The newrelic agent was using {'https': 'myproxyhost:8080'}, however requests shows it as {'https': 'http://myproxyhost:8080'}

Here is how I had my agent INI originally:

 proxy_host = myproxyhost
 proxy_port = 8080

So I changed it to this:

proxy_host = http://myproxyhost
proxy_port = 8080

After a restart everything was working fine and I was seeing stats from my nodes behind my proxy server. Success!!. While I think this is actually a bug in their agent code, I was happy to see I would work around it with a configuration change.

Memcached Vs Locmem

I’ve got a few instances of my application running and early on I had added some very basic caching. Early on there was only a single instance so I thought I was doing myself a favor by keeping things simple and using the locmem cache backend. When the time came to scale up to more instances I knew this was not the best approach as cache was not being shared across instances and if wanted to run with multiple Apache processes those processes, even though there under the same instance of Apache, were not actually sharing cache. I should note that the reason for adding more instances wasn’t load related, but simply to avoid having a single point of failure. So at that time I didn’t explore switching to Memcached as I didn’t really want to change anything, I just wanted more instances to avoid the SPF.
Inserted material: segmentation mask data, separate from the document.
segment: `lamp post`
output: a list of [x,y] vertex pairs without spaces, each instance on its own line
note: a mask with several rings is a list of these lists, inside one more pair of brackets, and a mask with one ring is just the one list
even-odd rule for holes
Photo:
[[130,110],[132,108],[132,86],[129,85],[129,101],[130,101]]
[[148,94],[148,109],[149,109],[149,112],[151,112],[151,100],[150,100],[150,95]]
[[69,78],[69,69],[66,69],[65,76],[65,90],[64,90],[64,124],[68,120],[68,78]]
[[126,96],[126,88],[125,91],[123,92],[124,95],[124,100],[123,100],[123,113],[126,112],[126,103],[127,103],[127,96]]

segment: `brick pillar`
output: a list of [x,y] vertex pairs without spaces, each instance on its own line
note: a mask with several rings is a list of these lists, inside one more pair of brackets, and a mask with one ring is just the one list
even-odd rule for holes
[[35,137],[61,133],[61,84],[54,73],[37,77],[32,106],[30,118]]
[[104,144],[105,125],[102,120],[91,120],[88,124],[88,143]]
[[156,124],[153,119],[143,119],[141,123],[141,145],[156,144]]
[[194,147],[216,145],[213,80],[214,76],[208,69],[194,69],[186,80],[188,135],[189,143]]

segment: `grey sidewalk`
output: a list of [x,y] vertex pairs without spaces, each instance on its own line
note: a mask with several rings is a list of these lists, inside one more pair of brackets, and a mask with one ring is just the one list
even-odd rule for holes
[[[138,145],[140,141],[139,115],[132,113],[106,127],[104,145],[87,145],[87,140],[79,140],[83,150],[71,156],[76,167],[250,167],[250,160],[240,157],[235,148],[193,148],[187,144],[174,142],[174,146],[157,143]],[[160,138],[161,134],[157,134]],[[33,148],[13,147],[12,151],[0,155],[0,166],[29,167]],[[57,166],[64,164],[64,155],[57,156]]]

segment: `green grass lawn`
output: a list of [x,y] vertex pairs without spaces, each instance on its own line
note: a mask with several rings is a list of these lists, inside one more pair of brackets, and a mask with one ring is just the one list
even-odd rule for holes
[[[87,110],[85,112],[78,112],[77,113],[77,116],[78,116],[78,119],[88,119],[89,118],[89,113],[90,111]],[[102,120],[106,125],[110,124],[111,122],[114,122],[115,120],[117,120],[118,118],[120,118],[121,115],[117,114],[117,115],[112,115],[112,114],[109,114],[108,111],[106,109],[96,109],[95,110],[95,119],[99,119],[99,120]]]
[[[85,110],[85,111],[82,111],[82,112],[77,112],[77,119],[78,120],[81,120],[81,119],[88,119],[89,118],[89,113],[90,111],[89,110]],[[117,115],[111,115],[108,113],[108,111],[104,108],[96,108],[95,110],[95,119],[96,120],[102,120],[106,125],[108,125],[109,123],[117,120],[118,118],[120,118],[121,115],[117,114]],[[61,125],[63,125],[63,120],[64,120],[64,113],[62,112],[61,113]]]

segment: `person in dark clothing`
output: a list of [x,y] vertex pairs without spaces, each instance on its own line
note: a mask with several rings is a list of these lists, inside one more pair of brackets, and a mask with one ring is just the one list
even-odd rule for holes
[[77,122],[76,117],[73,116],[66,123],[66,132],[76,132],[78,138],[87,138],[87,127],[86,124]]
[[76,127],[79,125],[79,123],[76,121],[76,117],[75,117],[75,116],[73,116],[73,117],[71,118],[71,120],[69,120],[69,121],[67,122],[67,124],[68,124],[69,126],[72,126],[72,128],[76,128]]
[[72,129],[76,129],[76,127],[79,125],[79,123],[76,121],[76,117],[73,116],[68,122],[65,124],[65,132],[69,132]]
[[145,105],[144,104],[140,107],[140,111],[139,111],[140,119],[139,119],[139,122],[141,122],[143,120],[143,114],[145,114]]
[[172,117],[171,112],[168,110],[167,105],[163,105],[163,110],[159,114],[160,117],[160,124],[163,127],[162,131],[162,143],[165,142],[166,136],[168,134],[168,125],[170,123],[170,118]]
Fast-forward and I figured since I’m focused on the subject let me eliminate what I know is an inefficiency and switch to Memcached so all my instances are now sharing cache. Since I had recently hooked up New Relic I had some really great statistics. I could see, on average, one of the more frequent pages of the application were taking about 2 seconds (horrible I know.. I knew it was slow, but was ashamed when I saw just how slow it really was). So I updated my configuration to use a remote (not on the same box) Memcached cluster. I didn’t make any other changes to code or configuration, yet as soon as I rolled out I saw an average of about 700ms reduction in response time. That warrants repeating…. Doing nothing except changing from locmem to Memcached resulted in around 700ms of reduced page load time.

I am not suggesting that locmem is bad. In fact, when I first implemented it made a pretty large improvement, but it was very interesting see to how much of an improvement Memcached made, considering we were going from in process cache to an external (across the network) cache. My take away from this was that there are cases were a remote cache can actually be more beneficial than a local cache, if your sharing information across many instances.

Celery apply vs apply_async

The last thing I poked at this week was usage of Celery’s apply() method vs apply_aysync. For those that don’t know the difference, apply_async will drop a message onto the queue and wait for celeryd to process it asynchronously. Using apply() is defined as:

Execute this task locally, by blocking until the task returns

I was curious what sort of overhead was involved in the process of dropping the message onto the queue. I created a task that did no actual work:

from celery.task import task

@task
def test_task():
    pass

After that I timed the calls to both apply() and apply_aysync. On my system, where RabbitMQ is running on the same box (so no network hops involved in this test), apply() would run the task in about 3-4ms while apply_aysync ranged between 13-16ms with occasional anomalies of 30-34ms.

For my purposes this is plenty fast enough, but I was a little surprised to see that level of overhead.

Summary

In summary, it was an interesting set of exercises and for the most part confirmed many of my suspicions, but its nice to finally have some real metrics around this. Now that I’m measuring all this great stuff its time to start improving it!